US 11,776,247 B2
Classification parallelization architecture
William S. Bowman, Melbourne, FL (US); Sean Wagoner, West Melbourne, FL (US); Andrew D. Falendysz, Grant, FL (US); Matthew D. Summer, Melbourne, FL (US); Kevin Makovy, West Melbourne, FL (US); Jeffrey S. Cooper, Centreville, VA (US); and Brad Truesdell, Indialantic, FL (US)
Assigned to Tomahawk Robotics, Melbourne, FL (US)
Filed by Tomahawk Robotics, Melbourne, FL (US)
Filed on Jan. 7, 2022, as Appl. No. 17/571,081.
Prior Publication US 2023/0222783 A1, Jul. 13, 2023
Int. Cl. G06V 10/70 (2022.01); G06V 10/96 (2022.01); G05B 13/02 (2006.01); G06V 10/94 (2022.01); G06V 20/56 (2022.01); G06V 10/764 (2022.01)

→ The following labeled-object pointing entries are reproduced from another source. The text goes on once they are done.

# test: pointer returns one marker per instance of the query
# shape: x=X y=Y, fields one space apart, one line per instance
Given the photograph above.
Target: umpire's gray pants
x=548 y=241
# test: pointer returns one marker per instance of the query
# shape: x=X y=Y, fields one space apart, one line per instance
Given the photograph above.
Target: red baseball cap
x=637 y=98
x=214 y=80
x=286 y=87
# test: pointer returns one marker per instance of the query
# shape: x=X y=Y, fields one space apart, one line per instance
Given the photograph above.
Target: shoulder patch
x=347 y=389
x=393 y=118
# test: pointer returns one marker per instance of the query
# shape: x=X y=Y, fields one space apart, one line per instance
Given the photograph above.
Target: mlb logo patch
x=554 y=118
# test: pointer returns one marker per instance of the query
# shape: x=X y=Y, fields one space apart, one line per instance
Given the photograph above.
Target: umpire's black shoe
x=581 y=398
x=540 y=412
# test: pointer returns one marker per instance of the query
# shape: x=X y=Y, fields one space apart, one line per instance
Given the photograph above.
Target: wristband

CPC G06V 10/96 (2022.01) [G05B 13/0265 (2013.01); G06V 10/764 (2022.01); G06V 10/87 (2022.01); G06V 10/955 (2022.01); G06V 20/56 (2022.01)] 20 Claims
OG exemplary drawing
 
1. A system for generating composite images that include object identifiers determined based on processing source images through multiple machine learning models, the system comprising:
one or more processors; and
a non-transitory computer-readable storage medium storing instructions, which when executed by the one or more processors cause the one or more processors to perform operations comprising:
capturing, at an unmanned vehicle, a plurality of images corresponding to a video stream;
determining a plurality of object types to be recognized in the plurality of images;
determining, based on the plurality of object types, a plurality of machine learning models for processing the plurality of images, wherein each machine learning model identifies an object type different from object types identified by other machine learning models in the plurality of machine learning models;
sequentially inputting the plurality of images into each of the plurality of machine learning models to obtain a plurality of sets of objects from the plurality of machine learning models, wherein each machine learning model in the plurality of machine learning models identifies one or more object types of the plurality of object types in the plurality of images;
receiving from each machine learning model coordinates within each image of the plurality of images corresponding to each object identified in a corresponding image of the plurality of images;
generating a set of composite images for the plurality of images with a plurality of identifiers corresponding to each identified object;
generating an output video stream comprising the set of composite images to be displayed in chronological order; and
transmitting the output video stream from the unmanned vehicle to a controller.